BC won the Frozen Four on Saturday, which I figure most people would expect me to be happy about. Well, I’m not. Boston College tortures my Seminole nature in football and basketball with excruciating regularity, and I don’t know anyone who went to BC. I applied to Northeastern when I was in high school, and my Da went to the University of New Hampshire. The latter school has become my college hockey team, and strangely enough they have a lot in common with Seminole Baseball, as it turns out. Both teams know the agony of owning the Phil Mickelson Memorial Trophy (this seems especially dumb now that the bastard actually won the Masters) for being the best teams in their games to never have won a championship. The painful moniker is for the Seminoles applied entirely to the Mike Martin Era. He is the reason for our ascent to greatness but more and more is becoming the scapegoat for our inability to reach the pinnacle. UNH has been at it for longer, and has been dispatched by the unlikely likes of schools like Renssalaer Polytechnic Institute enough to truly wonder if they are cursed. I saw one of those games in person in Anaheim in 2000, when the Wildcats went down to U Maine. This year the Cats made the tournament with an underage and inexperienced team but ran into a red hot Rochester Institute in the second round. Bastards. So no, I’m not happy about the friggin’ Eagles.

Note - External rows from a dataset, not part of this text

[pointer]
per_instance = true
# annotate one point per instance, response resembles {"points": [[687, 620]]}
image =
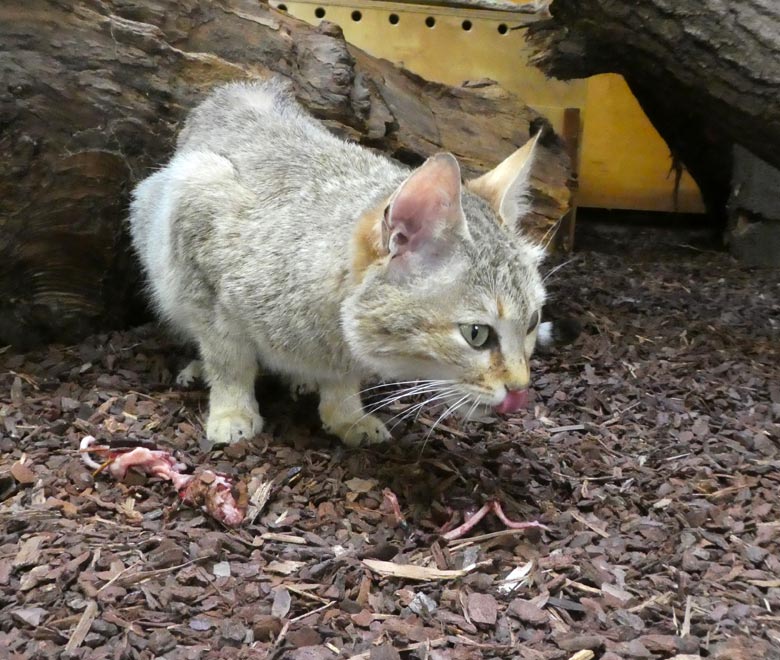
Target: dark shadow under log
{"points": [[706, 72]]}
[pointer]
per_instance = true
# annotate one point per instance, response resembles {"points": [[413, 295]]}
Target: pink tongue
{"points": [[514, 400]]}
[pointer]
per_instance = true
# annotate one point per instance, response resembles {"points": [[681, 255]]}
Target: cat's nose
{"points": [[513, 401]]}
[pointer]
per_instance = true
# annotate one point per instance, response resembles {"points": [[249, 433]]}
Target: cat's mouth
{"points": [[512, 402]]}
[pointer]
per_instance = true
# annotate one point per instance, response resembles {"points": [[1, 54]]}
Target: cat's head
{"points": [[446, 287]]}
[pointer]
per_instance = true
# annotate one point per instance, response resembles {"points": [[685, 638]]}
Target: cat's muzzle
{"points": [[513, 401]]}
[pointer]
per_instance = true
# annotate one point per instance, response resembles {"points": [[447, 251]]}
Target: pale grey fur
{"points": [[246, 237]]}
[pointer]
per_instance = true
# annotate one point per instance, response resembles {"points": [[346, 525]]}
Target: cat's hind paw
{"points": [[232, 424], [191, 374], [369, 430]]}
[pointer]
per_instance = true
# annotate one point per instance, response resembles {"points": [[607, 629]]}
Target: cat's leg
{"points": [[190, 374], [230, 366], [342, 414]]}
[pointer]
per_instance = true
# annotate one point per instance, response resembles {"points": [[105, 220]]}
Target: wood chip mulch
{"points": [[651, 453]]}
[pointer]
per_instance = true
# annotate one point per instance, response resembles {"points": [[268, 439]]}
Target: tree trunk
{"points": [[706, 72], [91, 96]]}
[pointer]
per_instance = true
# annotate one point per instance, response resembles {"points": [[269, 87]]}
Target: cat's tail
{"points": [[560, 332]]}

The Sox are hard to peg down after the first week of the season. I was watching them lose sheepishly to the Twins while writing the first part of this schpeel, and while their performance is disappointing thus far you can see that the pitching is going to come together (Lester looked strained but did have 5 Ks), the defense is very good (though they need to stop running into each other (but that will come)), and they have the ability to score runs consistently. I just have one message to Red Sox Nation: Get off Papi’s back. I know you are hopeful, I know you only want to will him to break out and be his old powerful, clutch self, I know you have no mean spirit about your yearning for his success, but for the love of God just relax. He can feel you pressing for him, and it makes him press. Let’s all just take a breath and not worry so much about him. I include myself in this by the way.
The only other thing I would say about the Sox is that I would run on them every time I had a man on first. No outs, two out, no matter who was up, just run. They are atrocious at defending the steal, and they get exposed every time someone tries. Today the Twins did just that and it led to two runs. This has me afraid. The new Minnesota stadium looks great though. We gave them the opener as a housewarming present. It would be nice to take the series as a door prize.
Well, that’s what struck me this week. Tomorrow will be the inaugural Fantasy Diary, in which you will be able to have a weekly update of my virgin fantasy baseball season. Hilarity should ensue.